Later in the film Levy challenges Marquise to clarify whether PT-35 was taken to the US without the knowledge of the Lord Advocate. Standing next to him is retired Detective Chief Superintendent Stuart Henderson, the senior Scottish investigating officer in the case. Marquise initially seems confused over whether PT-35 was taken to Washington, contradicting his earlier on-camera interview, before Henderson interrupts and states categorically that the fragment was never in the US:

"It was too important to be waved around," Henderson states. "It was never in the US, it was never out of Scottish control. They [The FBI] came to the UK to see it, but it was never in the US."

After filming Marquise emailed Levy to "clarify" and confirm that PT-35 was indeed in the US and apologised for the earlier confusion. It is clear that if Marquise did not understand the significance of PT-35's foreign movements then Stuart Henderson clearly did.

What has not yet been made public, until now, is that Stuart Henderson states in his precognition statement that he gave to the Crown, ahead of Megrahi’s second appeal, that the fragment, PT-35 definitely did go the US. Henderson states that on the 22nd of June 1990 he travelled to the US with the fragment accompanied by Chief Inspector McLean, DI Williamson and Alan Feraday of RARDE, the forensic explosives laboratory in Kent. According to Henderson’s statement to the Crown they met with Metropolitan Field Officers of the FBI and Thomas Thurman, the FBI official who, it is claimed later ‘identified’ the origin of the fragment. Thurman has a degree in political science and has no relevant formal qualifications in electronics or any other scientific field.

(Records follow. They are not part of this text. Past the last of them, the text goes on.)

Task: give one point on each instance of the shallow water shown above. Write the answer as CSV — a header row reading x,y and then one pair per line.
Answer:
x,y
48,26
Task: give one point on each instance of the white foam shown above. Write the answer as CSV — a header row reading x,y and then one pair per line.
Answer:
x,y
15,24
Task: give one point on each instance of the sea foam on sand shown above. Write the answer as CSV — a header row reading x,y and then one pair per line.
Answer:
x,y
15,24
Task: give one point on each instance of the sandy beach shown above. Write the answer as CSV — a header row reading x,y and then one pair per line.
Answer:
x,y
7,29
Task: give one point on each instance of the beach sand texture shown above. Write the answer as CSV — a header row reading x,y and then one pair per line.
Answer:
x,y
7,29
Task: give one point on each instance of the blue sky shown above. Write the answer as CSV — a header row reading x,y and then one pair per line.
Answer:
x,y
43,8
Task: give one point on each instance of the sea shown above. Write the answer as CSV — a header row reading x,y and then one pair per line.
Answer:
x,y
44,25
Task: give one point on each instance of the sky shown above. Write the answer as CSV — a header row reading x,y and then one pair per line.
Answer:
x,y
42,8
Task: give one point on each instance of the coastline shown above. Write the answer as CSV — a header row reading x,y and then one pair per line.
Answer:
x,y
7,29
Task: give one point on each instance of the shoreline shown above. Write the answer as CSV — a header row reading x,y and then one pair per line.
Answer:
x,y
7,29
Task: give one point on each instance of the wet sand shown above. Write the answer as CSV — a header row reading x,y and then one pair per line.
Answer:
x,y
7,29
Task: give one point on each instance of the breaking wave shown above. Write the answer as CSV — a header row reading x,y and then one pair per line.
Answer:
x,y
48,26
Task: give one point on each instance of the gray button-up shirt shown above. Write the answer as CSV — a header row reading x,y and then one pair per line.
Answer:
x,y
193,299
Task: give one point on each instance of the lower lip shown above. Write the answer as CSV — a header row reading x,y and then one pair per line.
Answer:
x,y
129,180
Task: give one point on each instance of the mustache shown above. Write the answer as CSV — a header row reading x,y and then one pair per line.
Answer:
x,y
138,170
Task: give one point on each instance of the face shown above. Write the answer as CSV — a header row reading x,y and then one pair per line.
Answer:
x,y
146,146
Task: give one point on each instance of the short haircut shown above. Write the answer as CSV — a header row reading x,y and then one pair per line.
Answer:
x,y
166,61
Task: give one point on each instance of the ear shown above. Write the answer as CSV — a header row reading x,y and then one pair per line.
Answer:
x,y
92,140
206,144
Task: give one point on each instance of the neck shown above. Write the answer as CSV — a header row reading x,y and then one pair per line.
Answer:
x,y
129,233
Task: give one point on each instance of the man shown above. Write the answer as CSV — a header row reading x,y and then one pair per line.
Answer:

I have also seen one of the crucial productions that was to be led during Megrahi’s second appeal which is the official log that accompanied PT-35 and is meant to record each movement of the evidence in order to protect the evidential chain. At each point it is signed for by the relevant police officer. This is an extremely important process and is meant to ensure the chain of evidence is not broken. There is no entry in this log recording that PT-35 ever went to the US, at any point. That has to cast serious doubts over its integrity in light of Henderson’s precognition statement and the confirmation from the FBI’s Dick Marquise that the fragment was in the US prior to the trial.

Ian Ferguson, the award winning investigative journalist and author of "Cover-up of Convenience: The Hidden Scandal of Lockerbie", concludes:

"This could bring the Scottish judicial system and the FBI into fucking complete disrepute, and frankly they would not want this linen to be washed in public."

Few of us who have looked closely at this case could disagree with that.